SAROwl
Thanks for that.
That implies that Bristows run with 2 engineers on a shift + 1 on days.
This is the big difference - A mil SAR Flt has engineer shifts of 6 +/-, and has two SNCOs on days / on call for oversight, plus 3 x SE fitters, plus 3 x Ops staff, plus 2 x MT / Suppliers, plus fire crews at the non-airfield bases.
I can remember when a Mil SAR Flt ran with 4 crews (16 aircrew), 3 shifts of 7 engineers, 1 SNCO eng boss, and nobody else.
Still far more engineers than the civvies use.
There are some reasons for this - I will guess that Bristows contract out their SE support 100%, and lease their vehicle(s) off some company that does that stuff, and get Jeppesen or some such to provide their documentation, and take the risk on fire crews (there's probably a good quality extinguisher and the engineers know how to make it go).

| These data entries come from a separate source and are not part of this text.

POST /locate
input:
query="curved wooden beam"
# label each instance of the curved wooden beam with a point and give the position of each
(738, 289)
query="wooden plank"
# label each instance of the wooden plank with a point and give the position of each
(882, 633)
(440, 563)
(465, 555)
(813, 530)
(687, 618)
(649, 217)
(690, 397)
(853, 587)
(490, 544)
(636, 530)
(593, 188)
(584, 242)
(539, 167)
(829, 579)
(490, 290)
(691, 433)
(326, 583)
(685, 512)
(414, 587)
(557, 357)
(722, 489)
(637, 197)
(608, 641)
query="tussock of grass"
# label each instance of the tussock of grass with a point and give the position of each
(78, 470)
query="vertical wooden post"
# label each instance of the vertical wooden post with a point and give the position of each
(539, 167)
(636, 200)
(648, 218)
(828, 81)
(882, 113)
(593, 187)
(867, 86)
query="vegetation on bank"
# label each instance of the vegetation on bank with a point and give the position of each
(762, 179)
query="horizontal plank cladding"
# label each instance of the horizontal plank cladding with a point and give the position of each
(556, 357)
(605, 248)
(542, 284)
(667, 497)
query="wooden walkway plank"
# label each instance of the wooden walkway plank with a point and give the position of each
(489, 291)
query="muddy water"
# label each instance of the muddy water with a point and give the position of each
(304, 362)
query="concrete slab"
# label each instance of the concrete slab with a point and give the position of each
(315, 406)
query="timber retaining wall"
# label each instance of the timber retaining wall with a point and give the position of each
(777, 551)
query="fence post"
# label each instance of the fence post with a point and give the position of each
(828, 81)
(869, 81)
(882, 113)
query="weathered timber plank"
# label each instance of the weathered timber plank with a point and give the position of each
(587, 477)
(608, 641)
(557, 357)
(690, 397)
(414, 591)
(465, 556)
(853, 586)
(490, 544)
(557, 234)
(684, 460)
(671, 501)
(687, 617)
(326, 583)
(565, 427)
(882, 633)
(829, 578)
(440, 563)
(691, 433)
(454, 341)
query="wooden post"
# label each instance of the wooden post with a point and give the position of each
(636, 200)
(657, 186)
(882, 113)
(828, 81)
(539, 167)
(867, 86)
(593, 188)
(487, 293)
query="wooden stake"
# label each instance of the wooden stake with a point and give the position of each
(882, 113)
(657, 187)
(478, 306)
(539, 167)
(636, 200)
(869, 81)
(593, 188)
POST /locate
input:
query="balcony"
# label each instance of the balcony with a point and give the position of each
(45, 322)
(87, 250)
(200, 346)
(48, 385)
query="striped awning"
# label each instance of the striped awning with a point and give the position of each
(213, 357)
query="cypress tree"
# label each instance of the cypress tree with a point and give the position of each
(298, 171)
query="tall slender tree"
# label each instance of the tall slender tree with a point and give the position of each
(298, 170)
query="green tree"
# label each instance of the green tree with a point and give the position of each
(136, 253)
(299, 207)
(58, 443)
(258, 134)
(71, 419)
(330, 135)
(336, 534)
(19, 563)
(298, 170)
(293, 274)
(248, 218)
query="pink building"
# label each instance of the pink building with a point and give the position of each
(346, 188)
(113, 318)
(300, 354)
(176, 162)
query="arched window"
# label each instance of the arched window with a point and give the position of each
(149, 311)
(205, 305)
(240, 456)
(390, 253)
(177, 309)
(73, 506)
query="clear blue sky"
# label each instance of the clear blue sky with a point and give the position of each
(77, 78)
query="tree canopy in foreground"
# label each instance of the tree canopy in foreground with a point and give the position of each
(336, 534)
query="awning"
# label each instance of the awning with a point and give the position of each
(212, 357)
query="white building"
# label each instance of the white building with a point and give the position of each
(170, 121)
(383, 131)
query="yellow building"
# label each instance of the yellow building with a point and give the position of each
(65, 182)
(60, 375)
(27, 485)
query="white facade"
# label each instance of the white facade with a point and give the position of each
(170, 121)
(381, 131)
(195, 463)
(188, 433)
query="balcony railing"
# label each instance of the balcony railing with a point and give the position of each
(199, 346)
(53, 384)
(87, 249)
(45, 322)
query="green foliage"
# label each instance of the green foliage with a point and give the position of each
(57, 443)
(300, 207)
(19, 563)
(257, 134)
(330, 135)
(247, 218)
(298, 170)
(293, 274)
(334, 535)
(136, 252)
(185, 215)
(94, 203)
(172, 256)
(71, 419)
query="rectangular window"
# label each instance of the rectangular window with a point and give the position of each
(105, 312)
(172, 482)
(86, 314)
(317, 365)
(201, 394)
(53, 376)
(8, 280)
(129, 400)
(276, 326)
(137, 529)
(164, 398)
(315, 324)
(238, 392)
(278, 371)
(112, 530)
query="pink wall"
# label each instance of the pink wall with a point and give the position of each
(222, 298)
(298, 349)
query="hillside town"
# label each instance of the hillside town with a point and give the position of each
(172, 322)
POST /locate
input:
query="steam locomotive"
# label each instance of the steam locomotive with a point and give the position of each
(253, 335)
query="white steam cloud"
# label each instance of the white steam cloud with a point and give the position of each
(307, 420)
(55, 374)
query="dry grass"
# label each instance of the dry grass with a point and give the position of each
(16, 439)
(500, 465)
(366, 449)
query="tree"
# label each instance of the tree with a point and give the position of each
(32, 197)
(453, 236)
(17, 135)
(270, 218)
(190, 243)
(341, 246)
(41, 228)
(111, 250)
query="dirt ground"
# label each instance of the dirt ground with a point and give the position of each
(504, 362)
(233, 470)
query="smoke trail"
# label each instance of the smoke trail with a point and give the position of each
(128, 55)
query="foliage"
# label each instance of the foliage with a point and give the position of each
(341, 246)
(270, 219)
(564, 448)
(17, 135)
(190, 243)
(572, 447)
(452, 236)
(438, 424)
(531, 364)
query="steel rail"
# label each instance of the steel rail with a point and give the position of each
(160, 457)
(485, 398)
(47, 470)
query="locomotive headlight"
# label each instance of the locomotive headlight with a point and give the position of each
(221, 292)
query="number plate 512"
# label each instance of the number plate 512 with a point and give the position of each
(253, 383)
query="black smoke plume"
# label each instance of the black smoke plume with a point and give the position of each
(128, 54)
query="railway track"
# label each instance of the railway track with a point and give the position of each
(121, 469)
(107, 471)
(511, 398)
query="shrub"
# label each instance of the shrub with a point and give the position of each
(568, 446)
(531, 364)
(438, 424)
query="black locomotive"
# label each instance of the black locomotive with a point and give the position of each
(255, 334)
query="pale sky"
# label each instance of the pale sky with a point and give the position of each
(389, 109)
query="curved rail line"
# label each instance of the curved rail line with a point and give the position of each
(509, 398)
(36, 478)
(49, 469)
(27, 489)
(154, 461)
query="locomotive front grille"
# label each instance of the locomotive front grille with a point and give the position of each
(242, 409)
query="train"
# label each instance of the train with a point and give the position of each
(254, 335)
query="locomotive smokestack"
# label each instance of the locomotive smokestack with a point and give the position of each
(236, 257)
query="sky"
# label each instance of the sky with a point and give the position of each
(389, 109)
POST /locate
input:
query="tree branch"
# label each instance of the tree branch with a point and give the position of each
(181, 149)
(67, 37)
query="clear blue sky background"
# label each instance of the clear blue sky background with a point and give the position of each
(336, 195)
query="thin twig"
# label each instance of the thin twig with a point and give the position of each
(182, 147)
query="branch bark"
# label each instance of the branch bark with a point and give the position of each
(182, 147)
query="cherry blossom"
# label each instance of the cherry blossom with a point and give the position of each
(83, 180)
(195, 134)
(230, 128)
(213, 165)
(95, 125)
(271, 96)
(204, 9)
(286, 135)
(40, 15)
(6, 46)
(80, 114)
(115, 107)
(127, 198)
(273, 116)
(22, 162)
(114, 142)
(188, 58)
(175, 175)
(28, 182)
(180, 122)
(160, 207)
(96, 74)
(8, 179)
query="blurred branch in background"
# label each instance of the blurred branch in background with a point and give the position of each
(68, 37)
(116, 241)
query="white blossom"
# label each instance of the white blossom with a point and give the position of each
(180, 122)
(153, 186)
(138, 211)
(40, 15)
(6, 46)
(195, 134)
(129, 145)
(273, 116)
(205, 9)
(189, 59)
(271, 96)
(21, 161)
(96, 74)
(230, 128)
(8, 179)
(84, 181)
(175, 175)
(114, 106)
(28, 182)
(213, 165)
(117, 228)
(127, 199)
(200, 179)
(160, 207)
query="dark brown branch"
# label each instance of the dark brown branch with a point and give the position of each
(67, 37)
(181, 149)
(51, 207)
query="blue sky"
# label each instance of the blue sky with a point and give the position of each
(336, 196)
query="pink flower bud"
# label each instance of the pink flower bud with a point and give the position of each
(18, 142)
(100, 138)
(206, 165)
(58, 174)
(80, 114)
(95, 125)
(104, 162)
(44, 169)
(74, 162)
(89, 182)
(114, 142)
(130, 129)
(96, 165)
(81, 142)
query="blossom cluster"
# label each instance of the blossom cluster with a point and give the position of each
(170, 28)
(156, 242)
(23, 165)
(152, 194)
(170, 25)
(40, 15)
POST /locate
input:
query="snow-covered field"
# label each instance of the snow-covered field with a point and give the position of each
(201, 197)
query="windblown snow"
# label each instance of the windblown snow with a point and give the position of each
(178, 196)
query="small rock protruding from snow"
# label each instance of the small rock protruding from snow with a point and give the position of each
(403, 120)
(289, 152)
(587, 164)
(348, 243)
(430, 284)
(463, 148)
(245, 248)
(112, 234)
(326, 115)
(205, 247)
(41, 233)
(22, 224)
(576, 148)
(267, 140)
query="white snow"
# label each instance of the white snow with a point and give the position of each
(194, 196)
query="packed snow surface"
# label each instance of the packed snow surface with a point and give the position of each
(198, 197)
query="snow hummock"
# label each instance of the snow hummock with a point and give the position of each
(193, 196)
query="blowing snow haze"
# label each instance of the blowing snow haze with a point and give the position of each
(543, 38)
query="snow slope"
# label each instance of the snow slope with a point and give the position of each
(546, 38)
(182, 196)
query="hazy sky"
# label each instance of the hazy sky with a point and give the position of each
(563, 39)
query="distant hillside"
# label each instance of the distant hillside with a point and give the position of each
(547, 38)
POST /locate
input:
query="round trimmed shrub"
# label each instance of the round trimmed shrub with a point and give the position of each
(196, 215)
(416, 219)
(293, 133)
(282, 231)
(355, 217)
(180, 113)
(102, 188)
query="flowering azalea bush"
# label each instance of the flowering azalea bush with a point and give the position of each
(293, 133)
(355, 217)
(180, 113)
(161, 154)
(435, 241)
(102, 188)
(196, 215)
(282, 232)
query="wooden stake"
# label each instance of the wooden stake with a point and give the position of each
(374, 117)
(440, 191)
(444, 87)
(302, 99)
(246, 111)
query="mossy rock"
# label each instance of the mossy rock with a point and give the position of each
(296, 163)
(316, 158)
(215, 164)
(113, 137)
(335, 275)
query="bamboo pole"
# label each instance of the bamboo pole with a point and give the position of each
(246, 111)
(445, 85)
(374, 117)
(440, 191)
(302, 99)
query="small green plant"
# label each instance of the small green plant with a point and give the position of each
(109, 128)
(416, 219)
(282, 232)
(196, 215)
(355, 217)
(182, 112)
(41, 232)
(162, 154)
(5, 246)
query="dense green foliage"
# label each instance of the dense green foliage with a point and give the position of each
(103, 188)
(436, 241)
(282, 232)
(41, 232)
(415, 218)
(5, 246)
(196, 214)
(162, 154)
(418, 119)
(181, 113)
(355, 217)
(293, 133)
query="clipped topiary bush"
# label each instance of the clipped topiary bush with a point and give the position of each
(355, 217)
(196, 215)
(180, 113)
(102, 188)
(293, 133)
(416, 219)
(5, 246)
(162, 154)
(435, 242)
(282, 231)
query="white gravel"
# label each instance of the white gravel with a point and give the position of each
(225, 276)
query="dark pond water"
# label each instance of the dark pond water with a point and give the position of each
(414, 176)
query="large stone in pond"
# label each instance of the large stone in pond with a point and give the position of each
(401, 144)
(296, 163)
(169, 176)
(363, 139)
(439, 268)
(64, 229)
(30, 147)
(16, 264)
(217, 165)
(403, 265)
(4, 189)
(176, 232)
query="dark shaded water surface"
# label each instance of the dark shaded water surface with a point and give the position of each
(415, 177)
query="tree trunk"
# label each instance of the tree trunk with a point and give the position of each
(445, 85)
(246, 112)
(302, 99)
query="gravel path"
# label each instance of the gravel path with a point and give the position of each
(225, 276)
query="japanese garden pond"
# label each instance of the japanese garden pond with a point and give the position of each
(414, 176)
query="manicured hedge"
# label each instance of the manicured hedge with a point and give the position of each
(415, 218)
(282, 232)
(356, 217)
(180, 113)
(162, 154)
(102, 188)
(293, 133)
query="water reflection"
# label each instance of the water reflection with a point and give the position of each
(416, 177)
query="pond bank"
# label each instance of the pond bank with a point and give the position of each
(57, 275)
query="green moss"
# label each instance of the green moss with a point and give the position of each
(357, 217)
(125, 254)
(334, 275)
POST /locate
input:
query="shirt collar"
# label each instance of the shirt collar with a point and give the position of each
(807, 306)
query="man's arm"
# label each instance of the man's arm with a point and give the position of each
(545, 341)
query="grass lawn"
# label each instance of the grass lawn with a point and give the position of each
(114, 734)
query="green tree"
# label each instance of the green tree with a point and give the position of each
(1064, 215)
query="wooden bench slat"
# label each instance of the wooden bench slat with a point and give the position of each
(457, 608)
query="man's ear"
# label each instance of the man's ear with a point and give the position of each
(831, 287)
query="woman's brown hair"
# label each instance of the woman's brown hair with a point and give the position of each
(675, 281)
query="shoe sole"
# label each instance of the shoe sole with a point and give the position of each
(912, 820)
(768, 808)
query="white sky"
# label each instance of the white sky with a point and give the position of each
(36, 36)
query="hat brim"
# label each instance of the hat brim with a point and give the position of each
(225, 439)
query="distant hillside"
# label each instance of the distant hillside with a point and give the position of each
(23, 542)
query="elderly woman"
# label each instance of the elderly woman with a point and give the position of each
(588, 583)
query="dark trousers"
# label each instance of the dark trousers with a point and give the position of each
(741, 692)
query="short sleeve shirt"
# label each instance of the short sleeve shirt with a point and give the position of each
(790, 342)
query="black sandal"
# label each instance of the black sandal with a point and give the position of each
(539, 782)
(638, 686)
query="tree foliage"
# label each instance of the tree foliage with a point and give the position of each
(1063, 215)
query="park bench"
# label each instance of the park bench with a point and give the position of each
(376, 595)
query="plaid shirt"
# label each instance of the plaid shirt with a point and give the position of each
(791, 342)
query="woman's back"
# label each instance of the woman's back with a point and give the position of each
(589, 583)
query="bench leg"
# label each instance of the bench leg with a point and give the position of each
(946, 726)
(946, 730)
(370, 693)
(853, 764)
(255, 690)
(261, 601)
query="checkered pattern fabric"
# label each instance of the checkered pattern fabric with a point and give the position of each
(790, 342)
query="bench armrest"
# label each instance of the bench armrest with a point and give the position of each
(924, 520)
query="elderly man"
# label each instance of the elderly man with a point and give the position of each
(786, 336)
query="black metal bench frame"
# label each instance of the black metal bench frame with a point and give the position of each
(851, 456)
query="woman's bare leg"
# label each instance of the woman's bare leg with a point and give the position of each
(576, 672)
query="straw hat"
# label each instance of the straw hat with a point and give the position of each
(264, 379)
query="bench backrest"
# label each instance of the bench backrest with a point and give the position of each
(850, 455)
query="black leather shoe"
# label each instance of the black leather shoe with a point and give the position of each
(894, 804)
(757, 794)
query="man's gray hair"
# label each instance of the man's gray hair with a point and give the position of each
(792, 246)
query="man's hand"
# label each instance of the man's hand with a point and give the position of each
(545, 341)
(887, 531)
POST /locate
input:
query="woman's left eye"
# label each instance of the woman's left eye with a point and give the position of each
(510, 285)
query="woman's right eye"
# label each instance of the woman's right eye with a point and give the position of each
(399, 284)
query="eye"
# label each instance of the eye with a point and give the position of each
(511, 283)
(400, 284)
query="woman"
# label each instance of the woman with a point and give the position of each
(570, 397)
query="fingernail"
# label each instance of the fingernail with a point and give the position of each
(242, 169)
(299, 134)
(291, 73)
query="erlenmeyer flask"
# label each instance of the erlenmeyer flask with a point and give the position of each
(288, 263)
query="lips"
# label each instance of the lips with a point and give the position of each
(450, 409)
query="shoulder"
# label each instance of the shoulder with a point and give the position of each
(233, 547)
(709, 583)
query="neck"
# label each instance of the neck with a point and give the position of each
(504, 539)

Also the RAF take people off the street, put them through a course, then work them up under supervision in the job. I suspect Bristow's engineers arrive fully qualified and with considerable experience. That still doesn't explain the differing levels of supervision / oversight (Licensed engineers don't need oversight if I understand the priveliges of a civil licence correctly).
So do the mil over-engineer, the civvies under-engineer, the civvies have a simpler machine, or some combo? Plus, how do we get the military contractors to contract in a sensible way?